At each step of the training process, NeurEco records a model into the checkpoint. It is possible to explore the recorded models via the load_model_from_checkpoint function of the python API. Sometimes an intermediate model in the checkpoint can be more relevant for targeted usage than the final model with the optimal precision (for example if it gives a satisfactory precision while being smaller than the final model with the optimal precision and thus can be embedded on the targeted device).

It is possible to export the chosen model as it is from the checkpoint, see Export NeurEco Compression model with the Python API.

The model saved via Export does not benefit from the final learning, which is applied only at the very end of the training.
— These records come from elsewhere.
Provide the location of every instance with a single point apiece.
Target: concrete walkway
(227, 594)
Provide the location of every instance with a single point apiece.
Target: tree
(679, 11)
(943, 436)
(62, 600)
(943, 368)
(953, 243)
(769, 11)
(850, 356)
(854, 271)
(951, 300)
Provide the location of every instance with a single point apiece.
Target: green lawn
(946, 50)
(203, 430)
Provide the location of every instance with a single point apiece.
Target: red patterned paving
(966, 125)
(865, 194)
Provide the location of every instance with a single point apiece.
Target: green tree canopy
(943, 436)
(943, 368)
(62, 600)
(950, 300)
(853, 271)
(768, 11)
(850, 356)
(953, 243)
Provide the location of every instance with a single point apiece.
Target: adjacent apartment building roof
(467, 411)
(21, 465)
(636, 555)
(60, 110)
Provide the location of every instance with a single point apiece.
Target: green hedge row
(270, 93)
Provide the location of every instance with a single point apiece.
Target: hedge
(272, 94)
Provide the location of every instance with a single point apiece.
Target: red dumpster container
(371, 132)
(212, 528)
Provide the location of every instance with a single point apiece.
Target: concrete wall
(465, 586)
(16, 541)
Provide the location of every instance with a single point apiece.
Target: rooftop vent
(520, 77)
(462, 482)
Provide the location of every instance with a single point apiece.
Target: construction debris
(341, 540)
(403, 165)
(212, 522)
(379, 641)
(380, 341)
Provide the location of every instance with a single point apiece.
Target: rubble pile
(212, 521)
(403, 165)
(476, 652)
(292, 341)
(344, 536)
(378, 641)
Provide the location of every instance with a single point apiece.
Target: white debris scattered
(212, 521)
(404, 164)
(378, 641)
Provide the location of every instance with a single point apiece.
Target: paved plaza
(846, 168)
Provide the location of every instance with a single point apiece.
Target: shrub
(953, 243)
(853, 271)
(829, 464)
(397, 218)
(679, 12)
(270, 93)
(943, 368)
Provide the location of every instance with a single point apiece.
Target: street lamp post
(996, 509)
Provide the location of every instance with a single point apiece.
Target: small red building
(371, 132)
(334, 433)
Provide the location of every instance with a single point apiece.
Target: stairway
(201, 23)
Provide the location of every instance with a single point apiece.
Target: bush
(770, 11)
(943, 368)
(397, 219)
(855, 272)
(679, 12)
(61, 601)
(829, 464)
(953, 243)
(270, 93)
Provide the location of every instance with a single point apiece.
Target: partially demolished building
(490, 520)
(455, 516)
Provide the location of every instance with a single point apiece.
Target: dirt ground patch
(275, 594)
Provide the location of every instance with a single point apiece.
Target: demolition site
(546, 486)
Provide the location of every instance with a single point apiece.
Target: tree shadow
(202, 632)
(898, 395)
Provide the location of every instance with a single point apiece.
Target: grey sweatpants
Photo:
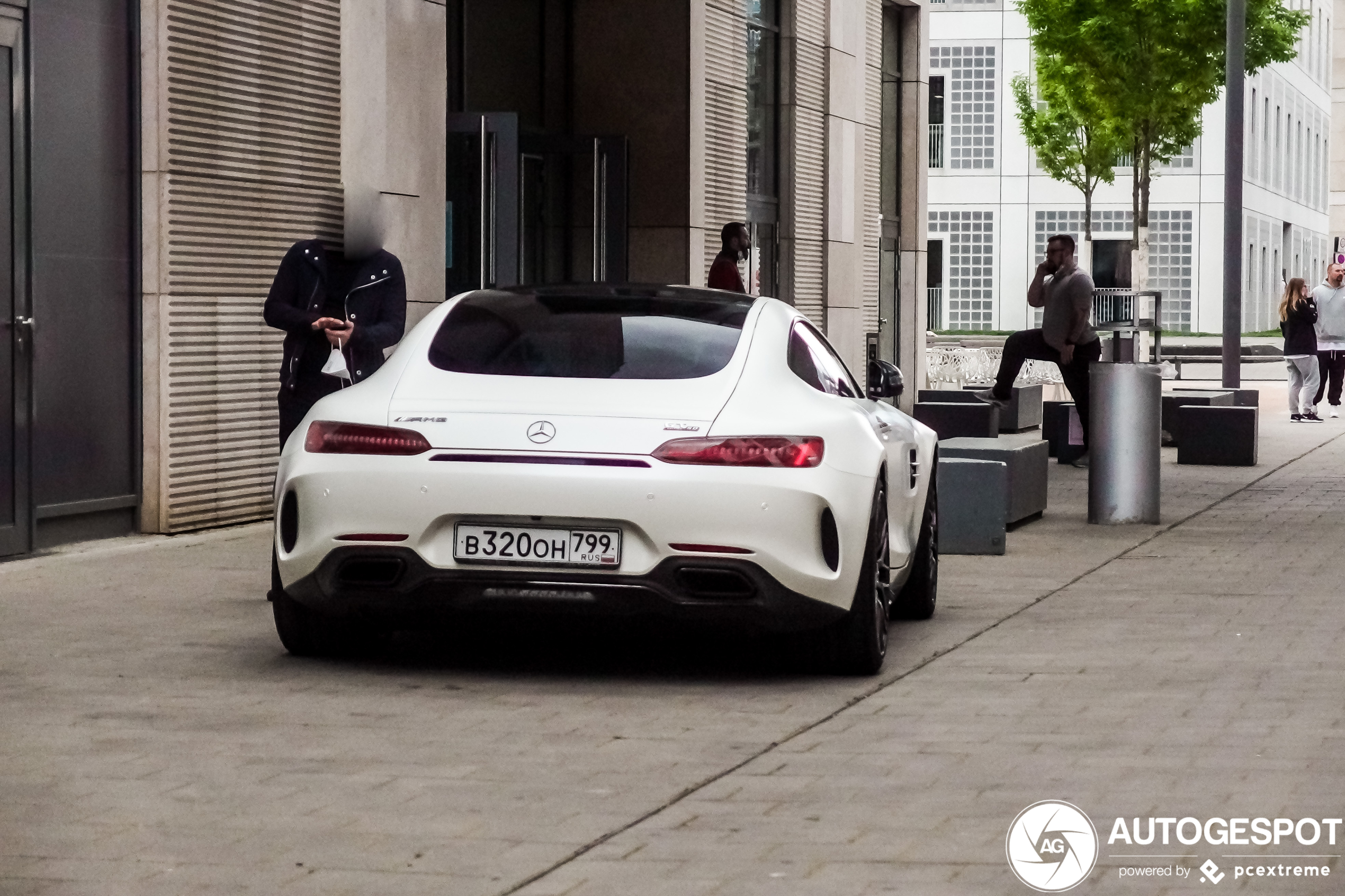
(1304, 379)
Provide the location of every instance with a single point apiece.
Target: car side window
(814, 363)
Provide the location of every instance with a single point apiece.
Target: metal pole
(1235, 58)
(486, 199)
(598, 213)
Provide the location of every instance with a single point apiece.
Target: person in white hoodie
(1331, 338)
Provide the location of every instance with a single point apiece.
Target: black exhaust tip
(290, 522)
(370, 573)
(713, 583)
(830, 540)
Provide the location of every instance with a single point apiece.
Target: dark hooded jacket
(375, 304)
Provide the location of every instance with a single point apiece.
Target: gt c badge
(541, 432)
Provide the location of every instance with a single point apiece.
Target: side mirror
(885, 381)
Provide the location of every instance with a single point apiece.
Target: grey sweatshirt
(1067, 310)
(1331, 313)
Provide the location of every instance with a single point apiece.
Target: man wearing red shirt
(724, 271)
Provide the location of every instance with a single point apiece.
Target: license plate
(537, 546)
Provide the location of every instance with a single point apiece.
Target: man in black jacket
(325, 300)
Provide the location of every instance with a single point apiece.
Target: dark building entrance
(1111, 264)
(525, 209)
(69, 367)
(16, 331)
(533, 198)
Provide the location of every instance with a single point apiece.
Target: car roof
(633, 291)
To apply only the final learning step to the chosen model in the checkpoint:

  • Prepare the build with exactly the same argument as for the build of the initial model

  • Change or set the following arguments:

    • checkpoint_to_start_build_from: path to the checkpoint file of the initial model

    • start_build_from_model_number: choose the model among saved in the checkpoint

    • freeze_structure: True

  • Launch the training

Control the size of the NeurEco Compression model during build#

It is possible to balance the number of links between the compressor and the decompressor parts of the neural network using the parameter compress_decompress_size_ratio. The decompressor being in general more complex than the compressor, this ratio has to be less or equal to one and greater than zero.
This option is particularly useful for IoT applications. It is possible to compress a sequence of measurements collected by a sensor and to reduce the quantity of transmitted data. The reduction of radioelectric transmissions reduces battery consumption and extends the autonomy of the IoT device. It can be seen in the figure below that that the quantity of transmitted data is reduced by a factor of 13. Indeed 210 measurements are replaced by 16 compression coefficients.

This figure shows the compression/decompression models generated by a standard NeurEco Tabular compression. The number of links is well balanced between compression and decompression. However, if the user chooses to, that balance could be shifted to create a smaller compressor like shown in the figure below:

SolutionsMbedCompression

Controlling the size of a compression model#

Note

The size of the compressor running on a microcontroller is reduced, while the size of the decompressor is increased

For a detailed example of the usage of this option, see Tutorial: control the size of a Compression model.